Perdona nuestras ofensas
Hoy 8:04 de la mañana, exactamente 4 minutos más tarde de la hora a la que debería salir de casa para llegar a tiempo a las escuelas de los chicos, con el diluvio universal bañando la ciudad de Toronto, le grité a M. Alejo "No quiero un taxi!" mientras él me miraba, todavía en calzones (M. Alejo no cree en los pijamas) y con el celular en la mano.
Estaba tratando de enseñarles algo a los chicos, pero no estoy segura de qué era. Algo como que la lluvia no es grave, que no pasa nada si nos mojamos un poco, que la vida moderna nos está mal acostumbrando a estar secos pero miren a los Vikingos que se acercaban a recibir a un barco hasta la orilla mojándose todas esas ropas de cuero que, probablemente, no se secarían jamás en la vida.

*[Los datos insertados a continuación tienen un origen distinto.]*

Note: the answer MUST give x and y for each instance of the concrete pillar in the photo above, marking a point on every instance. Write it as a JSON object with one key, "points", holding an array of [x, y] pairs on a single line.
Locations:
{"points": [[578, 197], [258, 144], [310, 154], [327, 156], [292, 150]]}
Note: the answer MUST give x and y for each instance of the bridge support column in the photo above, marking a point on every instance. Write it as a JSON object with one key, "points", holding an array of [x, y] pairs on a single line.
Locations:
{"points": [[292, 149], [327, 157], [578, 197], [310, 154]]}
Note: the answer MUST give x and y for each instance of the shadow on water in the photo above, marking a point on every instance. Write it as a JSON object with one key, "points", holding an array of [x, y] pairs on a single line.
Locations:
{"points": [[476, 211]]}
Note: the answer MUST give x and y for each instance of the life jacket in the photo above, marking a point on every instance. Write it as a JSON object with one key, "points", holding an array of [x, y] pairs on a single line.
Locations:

Así que salimos. Con capas, paraguas y ganas de luchar contra la naturaleza.
Daniel se mojó un poco. Le saqué las botas de lluvia y le cambié el pantalón cuando llegamos al jardín. Su señorita Carla, que llegó en igual estado de semi humedad, dijo con una sonrisa "Me gusta la lluvia, nos lava los pecados!" Y yo pensé "Qué pecados puedo tener yo?!"
Media hora después, cuando cruzábamos el océano que se había formado en el parking de la escuela de Matías, que bien podría pasar a ser uno de los Grandes Lagos, avanzando con el agua hasta las pantorrillas y, de algún modo inexplicable, sumergiéndonos un poco más a cada paso, y escuché a Mati decir "Ya está! Se me inundó el pie!"… Y sentí yo misma cómo el agua se me colaba por el borde de las botas y me bañaba pie y media en un fresco abrazo de lluvia, me di cuenta de cuál había sido mi pecado. El peor. El mejor. El orgullo.